WASHINGTON – Black & Decker has agreed to pay the Consumer Product Safety Commission $575,000 to settle charges that the company failed to report fire- causing defects in an under-the-cabinet toaster it began selling in 1994.
Baltimore-based Black & Decker no longer makes the Spacemaker Optima toaster, which the CPSC said was responsible for starting at least 1,066 fires and burning eight people.
In the settlement, Black & Decker denied that its original Spacemaker toaster contained any defect that could cause a “substantial” hazard or that the company violated any CPSC reporting requirements. The CPSC had alleged that while Black & Decker provided some documentation on the toaster’s problems after initial complaints were filed, it failed to turn over all of the consumer complaints or engineering documents that identified design problems with the toaster.
“We are continuing to work with the CPSC on this matter, and so at this point we will have no comment,” said Barbara Lucas, a spokeswoman for Black & Decker.
The CPSC also declined to comment before mid-December, when the settlement is expected to become official. But in the settlement, which was published Monday in the Federal Register, the CPSC said that, “By failing to provide the information, Black & Decker misled the staff and impeded its investigation and analysis of the risk,” associated with the toaster.
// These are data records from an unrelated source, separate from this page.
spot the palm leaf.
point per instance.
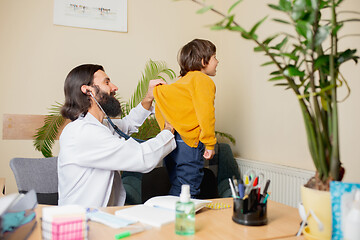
(153, 70)
(45, 136)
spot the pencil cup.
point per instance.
(249, 212)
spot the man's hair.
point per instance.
(76, 102)
(191, 54)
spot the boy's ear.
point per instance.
(202, 63)
(85, 89)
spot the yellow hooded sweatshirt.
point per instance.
(188, 105)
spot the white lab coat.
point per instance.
(91, 152)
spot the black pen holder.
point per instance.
(250, 211)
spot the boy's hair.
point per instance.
(191, 55)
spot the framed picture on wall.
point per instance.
(110, 15)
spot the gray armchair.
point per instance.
(39, 174)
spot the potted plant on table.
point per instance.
(308, 63)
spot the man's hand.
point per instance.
(147, 101)
(209, 154)
(169, 127)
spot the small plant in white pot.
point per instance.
(308, 63)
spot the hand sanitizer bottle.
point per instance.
(185, 213)
(352, 221)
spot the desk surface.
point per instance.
(283, 222)
(2, 186)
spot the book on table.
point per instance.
(156, 211)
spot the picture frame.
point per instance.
(109, 15)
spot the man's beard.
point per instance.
(109, 103)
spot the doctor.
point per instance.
(91, 153)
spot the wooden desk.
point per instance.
(283, 222)
(2, 187)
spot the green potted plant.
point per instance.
(307, 63)
(45, 136)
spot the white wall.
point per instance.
(266, 121)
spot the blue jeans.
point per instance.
(185, 166)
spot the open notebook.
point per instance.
(156, 211)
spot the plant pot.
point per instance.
(320, 203)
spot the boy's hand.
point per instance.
(147, 101)
(209, 154)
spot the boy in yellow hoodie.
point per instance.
(188, 105)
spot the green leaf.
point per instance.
(322, 33)
(298, 9)
(347, 55)
(269, 39)
(253, 29)
(337, 28)
(276, 78)
(267, 63)
(153, 70)
(238, 29)
(281, 21)
(292, 71)
(282, 43)
(45, 136)
(276, 7)
(230, 21)
(281, 84)
(285, 5)
(204, 9)
(258, 49)
(290, 55)
(304, 29)
(233, 6)
(275, 73)
(217, 27)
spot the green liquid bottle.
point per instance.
(185, 213)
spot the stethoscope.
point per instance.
(117, 130)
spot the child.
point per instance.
(188, 105)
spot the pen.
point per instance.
(232, 189)
(235, 183)
(266, 187)
(129, 232)
(265, 199)
(241, 190)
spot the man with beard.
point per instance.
(91, 152)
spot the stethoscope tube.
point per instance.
(117, 130)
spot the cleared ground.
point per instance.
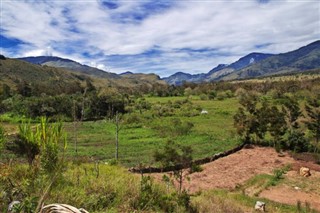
(235, 171)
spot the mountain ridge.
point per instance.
(257, 65)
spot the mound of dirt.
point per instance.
(237, 168)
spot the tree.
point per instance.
(292, 112)
(277, 126)
(313, 122)
(43, 141)
(1, 138)
(177, 156)
(117, 122)
(246, 119)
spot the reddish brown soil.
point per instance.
(235, 169)
(297, 188)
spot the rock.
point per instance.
(12, 204)
(260, 206)
(297, 188)
(304, 171)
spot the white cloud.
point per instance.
(231, 28)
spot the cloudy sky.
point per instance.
(156, 36)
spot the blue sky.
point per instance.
(162, 37)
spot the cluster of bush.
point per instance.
(283, 123)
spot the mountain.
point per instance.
(40, 79)
(123, 80)
(180, 77)
(53, 61)
(217, 72)
(304, 58)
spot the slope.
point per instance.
(304, 58)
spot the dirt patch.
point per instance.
(235, 169)
(288, 195)
(297, 188)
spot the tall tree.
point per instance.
(177, 156)
(313, 123)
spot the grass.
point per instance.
(223, 201)
(212, 133)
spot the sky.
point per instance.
(156, 36)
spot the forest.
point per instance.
(76, 146)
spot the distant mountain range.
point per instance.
(250, 66)
(68, 64)
(124, 80)
(257, 65)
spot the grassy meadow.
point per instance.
(211, 133)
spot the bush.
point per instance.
(297, 142)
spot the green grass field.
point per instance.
(212, 133)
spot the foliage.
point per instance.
(313, 122)
(177, 156)
(44, 140)
(297, 142)
(1, 138)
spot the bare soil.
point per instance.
(233, 170)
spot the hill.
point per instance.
(217, 72)
(257, 65)
(53, 61)
(56, 80)
(50, 80)
(304, 58)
The toaster was made to be mounted under a cabinet and it was originally designed to automatically open and move the food tray forward when cooking was complete. But the CPSC said that the automatic toaster door often spread simple food fires to nearby cabinets, by allowing oxygen in to feed the flames.
Although the company voluntarily recalled the roughly 230,000 problematic toasters in October 1997, the CPSC was not satisfied. The agency filed suit to improve the recall program and a settlement was reached on that issue in April 1998.
Meanwhile, Black & Decker had already begun selling a second, redesigned Spacemaker toaster, which did not have similar problems, according to Lucas.
None of the toasters were manufactured at Black & Decker’s plant in Easton, which only makes power tools.
Lucas said Black & Decker stopped manufacturing the second toaster in early 1998, the same year that the company sold its entire household products division.
A 15-day public comment period on the settlement agreement ends Dec. 14. If no one opposes the settlement by then, it will become final.